O primeiro passo passou por fazermos uma consulta com a psicóloga. Este é um assunto que levanta dilemas. Para mim o mais importante era que o meu marido estivesse confortável com o processo. E está. No meu caso poderia haver mais reticências, porque não serão os meus óvulos a resultar num  hipotético bebé. Mas para mim isso não é um dado relevante, por isso avançamos.

Antes de avançarmos ainda fizemos alguns exames de genética, para descartar a possibilidade de termos alguma incompatibilidade que afetasse a fecundação.

Descobri que tenho algumas características que se revelam agressivas (agora já não me lembro bem da descrição), mas que não seria esse o fator impeditivo de fecundação. Ainda assim, essa informação seria útil no processo de seleção de uma doadora.

O processo de ovodoação começou com uma série de exames genéticos por parte do meu marido. E depois repetimos o assinar de uma montanha de consentimentos e autorizações. Preenchi também um documento com a minha descrição física, uma vez que se procura uma doadora que seja, dentro do possível, parecida comigo.

Como alguns exames de genética demoraram umas três semanas a terem resultados, este processo acabou em abril. Depois disto tudo foi esperar que a IVI encontrasse uma doadora.

Já estava a começar a stressar com a espera e eis que em junho finalmente tivemos doadora. Foram menos de dois meses de espera. No sistema público penso que são sensivelmente dois anos. Lembram-se quando disse que no privado se compra essencialmente tempo? Pois, mais um exemplo.

O meu marido foi chamado à IVI para fazer a recolha de esperma e nesse dia soubemos que tinham sido recolhidos à volta de dez óvulos (não me lembro do número certo). Confesso que fiquei um pouco desapontada, porque quando se parte para a ovodoação é para irmos buscar a qualidade que nós já não temos, e esperava mais… Desses óvulos fecundaram 4. Um pouco de decepção, pelo mesmo motivo.
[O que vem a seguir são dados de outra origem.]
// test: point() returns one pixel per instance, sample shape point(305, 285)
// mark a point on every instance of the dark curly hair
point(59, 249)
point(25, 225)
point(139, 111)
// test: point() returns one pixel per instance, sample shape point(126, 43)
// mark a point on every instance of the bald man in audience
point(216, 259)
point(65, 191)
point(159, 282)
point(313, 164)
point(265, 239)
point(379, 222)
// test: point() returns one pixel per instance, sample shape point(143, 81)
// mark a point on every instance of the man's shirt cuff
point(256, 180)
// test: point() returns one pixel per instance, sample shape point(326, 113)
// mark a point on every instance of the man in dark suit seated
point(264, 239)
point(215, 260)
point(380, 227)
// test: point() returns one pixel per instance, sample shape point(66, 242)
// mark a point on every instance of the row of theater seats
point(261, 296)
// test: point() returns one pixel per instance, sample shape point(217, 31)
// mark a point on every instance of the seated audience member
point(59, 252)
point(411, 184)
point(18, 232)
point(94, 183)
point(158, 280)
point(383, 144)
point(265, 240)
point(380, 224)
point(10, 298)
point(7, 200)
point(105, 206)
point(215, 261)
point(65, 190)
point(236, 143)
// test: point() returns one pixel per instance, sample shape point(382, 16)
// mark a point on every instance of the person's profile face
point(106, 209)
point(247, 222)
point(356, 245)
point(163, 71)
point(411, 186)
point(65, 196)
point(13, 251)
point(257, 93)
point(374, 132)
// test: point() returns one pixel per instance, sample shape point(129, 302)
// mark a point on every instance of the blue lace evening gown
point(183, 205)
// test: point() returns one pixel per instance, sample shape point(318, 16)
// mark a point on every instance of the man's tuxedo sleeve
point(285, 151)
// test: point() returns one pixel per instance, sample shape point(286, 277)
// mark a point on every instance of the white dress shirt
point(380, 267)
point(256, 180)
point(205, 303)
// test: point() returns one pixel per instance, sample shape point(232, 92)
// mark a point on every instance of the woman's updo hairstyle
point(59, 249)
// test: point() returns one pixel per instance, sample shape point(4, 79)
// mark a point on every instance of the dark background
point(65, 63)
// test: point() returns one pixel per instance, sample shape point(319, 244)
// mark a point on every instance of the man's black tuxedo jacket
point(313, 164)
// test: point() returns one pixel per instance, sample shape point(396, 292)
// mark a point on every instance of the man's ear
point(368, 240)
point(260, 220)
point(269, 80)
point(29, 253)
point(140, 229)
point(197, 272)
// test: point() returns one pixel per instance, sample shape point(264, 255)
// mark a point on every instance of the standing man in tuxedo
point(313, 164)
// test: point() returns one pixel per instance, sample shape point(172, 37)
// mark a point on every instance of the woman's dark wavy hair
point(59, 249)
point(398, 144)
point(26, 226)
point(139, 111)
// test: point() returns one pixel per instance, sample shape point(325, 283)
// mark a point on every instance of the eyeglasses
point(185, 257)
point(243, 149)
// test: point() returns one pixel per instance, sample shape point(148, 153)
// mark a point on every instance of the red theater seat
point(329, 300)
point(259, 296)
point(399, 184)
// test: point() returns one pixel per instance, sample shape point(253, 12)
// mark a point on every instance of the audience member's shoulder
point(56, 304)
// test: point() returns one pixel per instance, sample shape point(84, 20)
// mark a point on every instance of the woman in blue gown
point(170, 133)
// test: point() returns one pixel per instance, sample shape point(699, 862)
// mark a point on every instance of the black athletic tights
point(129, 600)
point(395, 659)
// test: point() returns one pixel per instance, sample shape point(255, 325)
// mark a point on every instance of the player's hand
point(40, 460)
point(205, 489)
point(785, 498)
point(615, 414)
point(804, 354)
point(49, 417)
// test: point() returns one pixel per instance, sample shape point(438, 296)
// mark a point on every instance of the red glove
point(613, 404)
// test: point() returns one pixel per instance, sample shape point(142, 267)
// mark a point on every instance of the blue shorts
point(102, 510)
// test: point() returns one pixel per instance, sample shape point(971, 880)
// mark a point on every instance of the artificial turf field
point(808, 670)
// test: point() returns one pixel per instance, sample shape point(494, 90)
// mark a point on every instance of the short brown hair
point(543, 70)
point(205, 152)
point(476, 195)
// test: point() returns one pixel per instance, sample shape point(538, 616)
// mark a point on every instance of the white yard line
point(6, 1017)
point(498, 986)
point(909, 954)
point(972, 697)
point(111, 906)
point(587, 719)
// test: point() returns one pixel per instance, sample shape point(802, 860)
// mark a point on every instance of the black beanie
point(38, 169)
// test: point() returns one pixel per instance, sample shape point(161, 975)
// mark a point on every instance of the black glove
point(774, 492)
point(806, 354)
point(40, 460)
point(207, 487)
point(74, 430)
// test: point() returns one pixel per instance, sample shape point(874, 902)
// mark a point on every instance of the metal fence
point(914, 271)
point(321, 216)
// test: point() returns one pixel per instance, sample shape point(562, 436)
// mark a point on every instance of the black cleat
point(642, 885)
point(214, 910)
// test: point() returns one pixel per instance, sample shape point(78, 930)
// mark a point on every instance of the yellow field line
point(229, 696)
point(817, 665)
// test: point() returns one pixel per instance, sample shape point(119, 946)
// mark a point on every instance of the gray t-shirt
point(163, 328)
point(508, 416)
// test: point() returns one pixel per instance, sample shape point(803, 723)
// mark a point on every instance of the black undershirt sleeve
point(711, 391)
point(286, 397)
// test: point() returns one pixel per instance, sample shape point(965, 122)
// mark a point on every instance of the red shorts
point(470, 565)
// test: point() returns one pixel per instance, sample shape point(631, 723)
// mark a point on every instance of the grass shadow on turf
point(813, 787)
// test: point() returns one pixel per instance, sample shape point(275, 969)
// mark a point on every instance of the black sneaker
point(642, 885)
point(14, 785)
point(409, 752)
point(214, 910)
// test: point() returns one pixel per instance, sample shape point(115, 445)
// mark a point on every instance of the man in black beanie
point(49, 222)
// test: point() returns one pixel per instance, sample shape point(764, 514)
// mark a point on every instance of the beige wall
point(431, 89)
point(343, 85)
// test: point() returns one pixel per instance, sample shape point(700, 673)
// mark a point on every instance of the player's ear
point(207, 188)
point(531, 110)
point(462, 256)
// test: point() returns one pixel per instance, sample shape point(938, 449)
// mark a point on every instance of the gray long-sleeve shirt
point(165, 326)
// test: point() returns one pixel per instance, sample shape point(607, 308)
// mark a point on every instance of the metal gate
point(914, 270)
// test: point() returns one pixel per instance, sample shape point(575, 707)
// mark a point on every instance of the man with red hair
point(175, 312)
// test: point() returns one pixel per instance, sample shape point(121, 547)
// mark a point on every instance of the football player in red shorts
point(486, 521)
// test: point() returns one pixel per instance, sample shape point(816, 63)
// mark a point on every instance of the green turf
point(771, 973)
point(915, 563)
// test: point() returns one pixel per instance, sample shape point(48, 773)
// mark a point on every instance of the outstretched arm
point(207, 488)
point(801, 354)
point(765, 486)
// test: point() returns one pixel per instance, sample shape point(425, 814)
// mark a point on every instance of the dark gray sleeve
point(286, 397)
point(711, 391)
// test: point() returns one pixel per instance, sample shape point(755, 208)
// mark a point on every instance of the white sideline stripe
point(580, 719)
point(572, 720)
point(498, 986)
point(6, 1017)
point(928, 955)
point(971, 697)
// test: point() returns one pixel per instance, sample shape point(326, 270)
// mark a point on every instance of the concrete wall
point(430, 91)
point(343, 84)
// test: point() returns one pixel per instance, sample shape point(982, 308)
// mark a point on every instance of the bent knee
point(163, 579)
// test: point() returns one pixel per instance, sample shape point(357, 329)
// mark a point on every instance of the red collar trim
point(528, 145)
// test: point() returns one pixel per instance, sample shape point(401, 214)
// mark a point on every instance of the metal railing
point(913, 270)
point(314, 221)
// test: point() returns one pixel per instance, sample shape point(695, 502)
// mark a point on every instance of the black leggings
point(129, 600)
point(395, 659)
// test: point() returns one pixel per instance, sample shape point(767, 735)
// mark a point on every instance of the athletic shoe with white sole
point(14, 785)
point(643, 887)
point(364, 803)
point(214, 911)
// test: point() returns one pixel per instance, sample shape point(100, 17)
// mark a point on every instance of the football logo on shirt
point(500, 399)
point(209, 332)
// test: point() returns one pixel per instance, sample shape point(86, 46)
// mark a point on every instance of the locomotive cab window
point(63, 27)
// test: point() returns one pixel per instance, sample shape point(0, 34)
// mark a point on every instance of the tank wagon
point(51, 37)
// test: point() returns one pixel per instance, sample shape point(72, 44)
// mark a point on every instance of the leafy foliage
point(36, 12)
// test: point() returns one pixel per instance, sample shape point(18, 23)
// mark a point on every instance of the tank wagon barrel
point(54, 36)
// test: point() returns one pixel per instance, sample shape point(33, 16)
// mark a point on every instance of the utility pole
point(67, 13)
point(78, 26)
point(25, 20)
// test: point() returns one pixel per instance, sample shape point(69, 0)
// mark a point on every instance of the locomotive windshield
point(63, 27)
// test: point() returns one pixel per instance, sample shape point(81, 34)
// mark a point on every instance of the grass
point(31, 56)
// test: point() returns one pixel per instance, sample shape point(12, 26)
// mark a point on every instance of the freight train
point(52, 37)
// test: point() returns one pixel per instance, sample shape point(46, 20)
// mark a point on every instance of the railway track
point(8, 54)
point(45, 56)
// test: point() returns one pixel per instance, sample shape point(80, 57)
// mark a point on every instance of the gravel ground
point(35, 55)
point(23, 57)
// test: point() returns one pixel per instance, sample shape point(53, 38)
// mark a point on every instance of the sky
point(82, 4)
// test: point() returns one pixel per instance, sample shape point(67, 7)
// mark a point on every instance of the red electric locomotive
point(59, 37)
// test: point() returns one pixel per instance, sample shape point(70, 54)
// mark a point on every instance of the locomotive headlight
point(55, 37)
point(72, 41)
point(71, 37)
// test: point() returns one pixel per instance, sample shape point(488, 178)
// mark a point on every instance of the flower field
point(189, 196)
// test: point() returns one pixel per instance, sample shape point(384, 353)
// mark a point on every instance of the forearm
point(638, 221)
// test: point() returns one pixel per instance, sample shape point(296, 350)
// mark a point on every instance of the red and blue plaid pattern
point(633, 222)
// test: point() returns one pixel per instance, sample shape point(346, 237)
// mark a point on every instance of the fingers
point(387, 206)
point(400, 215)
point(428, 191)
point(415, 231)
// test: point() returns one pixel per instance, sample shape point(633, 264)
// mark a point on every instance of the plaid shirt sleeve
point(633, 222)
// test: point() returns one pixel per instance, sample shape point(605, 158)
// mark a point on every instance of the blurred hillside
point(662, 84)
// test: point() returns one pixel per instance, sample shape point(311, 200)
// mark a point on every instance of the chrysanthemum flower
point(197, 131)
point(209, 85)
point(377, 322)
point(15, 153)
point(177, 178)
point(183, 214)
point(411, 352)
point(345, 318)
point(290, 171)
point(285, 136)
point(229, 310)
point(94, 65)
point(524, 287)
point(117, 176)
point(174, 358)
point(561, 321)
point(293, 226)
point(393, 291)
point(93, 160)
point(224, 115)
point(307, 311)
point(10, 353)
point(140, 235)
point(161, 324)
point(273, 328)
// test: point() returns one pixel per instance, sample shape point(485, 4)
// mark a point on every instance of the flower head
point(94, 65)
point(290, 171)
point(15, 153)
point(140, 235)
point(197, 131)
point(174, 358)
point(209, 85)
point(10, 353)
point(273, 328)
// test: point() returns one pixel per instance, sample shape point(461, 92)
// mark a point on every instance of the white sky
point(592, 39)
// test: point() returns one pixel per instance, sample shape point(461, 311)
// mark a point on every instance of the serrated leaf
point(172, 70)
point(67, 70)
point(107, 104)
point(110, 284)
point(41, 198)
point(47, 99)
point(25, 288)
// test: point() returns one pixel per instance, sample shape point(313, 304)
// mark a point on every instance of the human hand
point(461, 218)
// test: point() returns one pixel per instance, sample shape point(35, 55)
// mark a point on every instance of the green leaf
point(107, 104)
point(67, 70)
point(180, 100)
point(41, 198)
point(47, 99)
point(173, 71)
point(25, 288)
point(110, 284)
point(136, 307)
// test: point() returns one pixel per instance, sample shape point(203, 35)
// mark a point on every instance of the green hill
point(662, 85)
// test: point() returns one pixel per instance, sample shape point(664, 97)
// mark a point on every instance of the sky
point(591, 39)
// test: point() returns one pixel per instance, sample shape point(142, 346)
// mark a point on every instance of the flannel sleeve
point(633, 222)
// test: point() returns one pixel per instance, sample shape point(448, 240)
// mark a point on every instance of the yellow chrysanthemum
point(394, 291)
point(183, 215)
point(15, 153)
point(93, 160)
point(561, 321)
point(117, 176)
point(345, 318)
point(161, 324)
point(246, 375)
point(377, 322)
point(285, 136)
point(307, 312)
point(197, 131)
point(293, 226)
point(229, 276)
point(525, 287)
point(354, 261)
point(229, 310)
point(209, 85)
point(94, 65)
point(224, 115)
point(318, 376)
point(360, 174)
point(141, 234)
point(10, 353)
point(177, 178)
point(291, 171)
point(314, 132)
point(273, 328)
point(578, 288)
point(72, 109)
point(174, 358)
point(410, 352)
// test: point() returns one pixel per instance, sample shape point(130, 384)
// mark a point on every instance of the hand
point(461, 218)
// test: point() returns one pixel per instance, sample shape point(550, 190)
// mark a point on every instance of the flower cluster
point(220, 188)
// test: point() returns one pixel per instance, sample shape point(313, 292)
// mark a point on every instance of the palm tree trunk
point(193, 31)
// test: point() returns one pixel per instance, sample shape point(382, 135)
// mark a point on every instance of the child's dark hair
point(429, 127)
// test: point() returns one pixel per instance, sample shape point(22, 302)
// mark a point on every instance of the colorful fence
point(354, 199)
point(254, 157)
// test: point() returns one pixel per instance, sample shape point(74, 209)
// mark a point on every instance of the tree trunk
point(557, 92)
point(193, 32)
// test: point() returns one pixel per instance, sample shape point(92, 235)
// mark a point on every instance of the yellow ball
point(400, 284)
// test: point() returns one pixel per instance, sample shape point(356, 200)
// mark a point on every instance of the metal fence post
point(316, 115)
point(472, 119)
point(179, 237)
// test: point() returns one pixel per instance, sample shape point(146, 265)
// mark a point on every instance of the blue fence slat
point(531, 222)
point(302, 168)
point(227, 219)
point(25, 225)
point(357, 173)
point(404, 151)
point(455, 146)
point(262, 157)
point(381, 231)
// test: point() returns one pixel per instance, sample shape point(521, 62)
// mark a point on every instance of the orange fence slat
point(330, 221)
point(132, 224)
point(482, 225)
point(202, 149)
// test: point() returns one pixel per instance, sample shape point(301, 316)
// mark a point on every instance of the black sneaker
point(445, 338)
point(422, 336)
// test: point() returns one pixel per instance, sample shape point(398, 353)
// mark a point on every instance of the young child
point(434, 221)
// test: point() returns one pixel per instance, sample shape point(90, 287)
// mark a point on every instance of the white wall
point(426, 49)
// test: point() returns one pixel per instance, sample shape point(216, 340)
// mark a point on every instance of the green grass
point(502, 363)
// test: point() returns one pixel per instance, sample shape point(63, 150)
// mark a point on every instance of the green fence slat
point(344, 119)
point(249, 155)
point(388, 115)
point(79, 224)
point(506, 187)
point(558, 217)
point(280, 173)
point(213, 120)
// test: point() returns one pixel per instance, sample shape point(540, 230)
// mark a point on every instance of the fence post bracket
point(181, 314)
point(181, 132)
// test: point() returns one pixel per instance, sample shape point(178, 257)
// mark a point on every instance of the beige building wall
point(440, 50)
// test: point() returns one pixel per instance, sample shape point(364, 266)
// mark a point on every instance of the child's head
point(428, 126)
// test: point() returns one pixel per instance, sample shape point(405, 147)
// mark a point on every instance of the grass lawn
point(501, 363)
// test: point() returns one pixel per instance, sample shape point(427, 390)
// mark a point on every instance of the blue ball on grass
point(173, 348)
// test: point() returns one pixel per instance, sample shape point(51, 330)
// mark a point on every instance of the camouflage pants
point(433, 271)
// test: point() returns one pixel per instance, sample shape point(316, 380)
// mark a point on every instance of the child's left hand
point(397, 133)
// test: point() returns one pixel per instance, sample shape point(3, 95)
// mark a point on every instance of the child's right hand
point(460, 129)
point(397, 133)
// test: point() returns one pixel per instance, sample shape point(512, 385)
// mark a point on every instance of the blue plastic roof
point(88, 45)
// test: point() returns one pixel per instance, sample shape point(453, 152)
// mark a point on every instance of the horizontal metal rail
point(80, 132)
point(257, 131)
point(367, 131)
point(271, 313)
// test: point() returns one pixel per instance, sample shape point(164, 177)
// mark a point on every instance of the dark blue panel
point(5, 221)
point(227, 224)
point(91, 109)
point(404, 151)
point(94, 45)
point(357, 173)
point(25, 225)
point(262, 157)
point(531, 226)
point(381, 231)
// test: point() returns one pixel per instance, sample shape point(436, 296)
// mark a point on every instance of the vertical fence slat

E dessas 4 fecundações resultaram 3 blástocitos em D5 que foram congelados.

Gostava de ter tido mais? Claramente! 4 ou 5 blastócistos dariam-me mais conforto por saber que teria mais tentativas, mas pelo menos são de melhor qualidade, aumentando as probabilidades de sucesso.

Ainda se equacionou fazermos a transferência nesse mês, mas depois de ir à clínica viu-se que o meu endométrio já não estava no momento certo e além disso, novo capítulo desta novela mexicana… aparentemente tenho um novo pólipo no útero!

Por isso o plano é no meu próximo ciclo (em agosto) avaliar se realmente se trata de um pólipo. A confirmar-se, primeiro terei de tira-lo e só depois fazer a transferência.

Basicamente queremos um “forno” nas melhores condições possíveis para receber o embrião.

A transferência

Um ciclo em que há apenas uma transferência em embrião é uma coisa bem mais leve do ponto de vista físico.

A partir do primeiro dia do ciclo vai-se articulando com a clínica a realização de ecografias para se apurar o dia ideial da transferência.

Após a transferência foi começar o tempo de espera pelo teste e… voilá… chegámos ao primeiro positivo!